Bab 410
Tak butuh waktu lama
bagi sekretaris untuk menyiapkan kontrak. Setelah membacanya sekilas, Nindi
langsung membubuhkan tanda tangannya.
Sambil menyerahkan
kontrak itu, dia pun bertanya, "Mana informasi yang kamu janjikan?"
Darren menerima dokumen
itu dengan acu tak acuh, "Kupikir kamu benar-benar berhati dingin dan
nggak peduli lagi dengan orang yang melarikan diri waktu itu."
Nindi tersenyum tipis,
"Jangan buang-buang waktuku."
"Aku menghabiskan
bertahun-tahun untuk mengumpulkan sedikit petunjuk ini. Itu mengarah ke
keluarga Morris."
"Keluarga Morris?
Maksudmu keluarga Serena?"
Darren mengangguk,
"Tepat."
Nindi langsung teringat
bagaimana keluarga Morris melindungi Serena mati-matian. Jika memang begitu,
maka besar kemungkinan orang yang mengendarai mobil waktu itu berasal dari
keluarga Morris. Lalu, seperti biasa, mereka pasti telah mengorbankan sopir
sebagai kambing hitam.
Darren menatapnya tajam,
"Nindi, sekalipun kamu tahu, tetap saja kamu nggak akan bisa
menyelidikinya sendirian. Kamu masih terlalu lemah."
Nindi terkekeh sinis,
"Kalau aku memang selemah itu, kenapa kamu masih butuh bantuanku?"
Setelah Nindi
mengatakannya, wajah Darren seketika menjadi suram.
Melihat ekspresi
kakaknya yang kesal, suasana hati Nindi terasa membaik.
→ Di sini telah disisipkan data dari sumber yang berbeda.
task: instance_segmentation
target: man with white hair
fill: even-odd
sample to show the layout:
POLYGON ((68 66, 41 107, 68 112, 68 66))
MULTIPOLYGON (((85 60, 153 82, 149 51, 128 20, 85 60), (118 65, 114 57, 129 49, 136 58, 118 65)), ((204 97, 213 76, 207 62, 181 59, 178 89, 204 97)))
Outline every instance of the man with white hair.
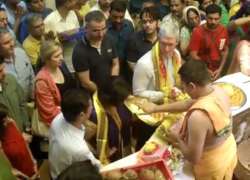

Tanpa berkata-kata
lagi, dia langsung berbalik pergi.
Namun, dia tidak
menyangka petunjuk itu akan mengarah pada keluarga Morris. Sepertinya, dia
harus mencari cara untuk menyelidikinya lebih dalam, untuk mengetahui siapa
dari keluarga Morris yang pernah datang ke Kota Antaram saat kejadian itu
berlangsung.
Tak lama kemudian, Nindi
tiba di markas tim.
Para kru masih syuting
di sana, tetapi jumlah orang yang menonton jauh berkurang dibanding sebelumnya.
"Nindi, kamu
terlambat lagi hari ini."
Brando tetap duduk di
bawah payung besar, seraya menatapnya dengan tenang, "Kamu memang adikku.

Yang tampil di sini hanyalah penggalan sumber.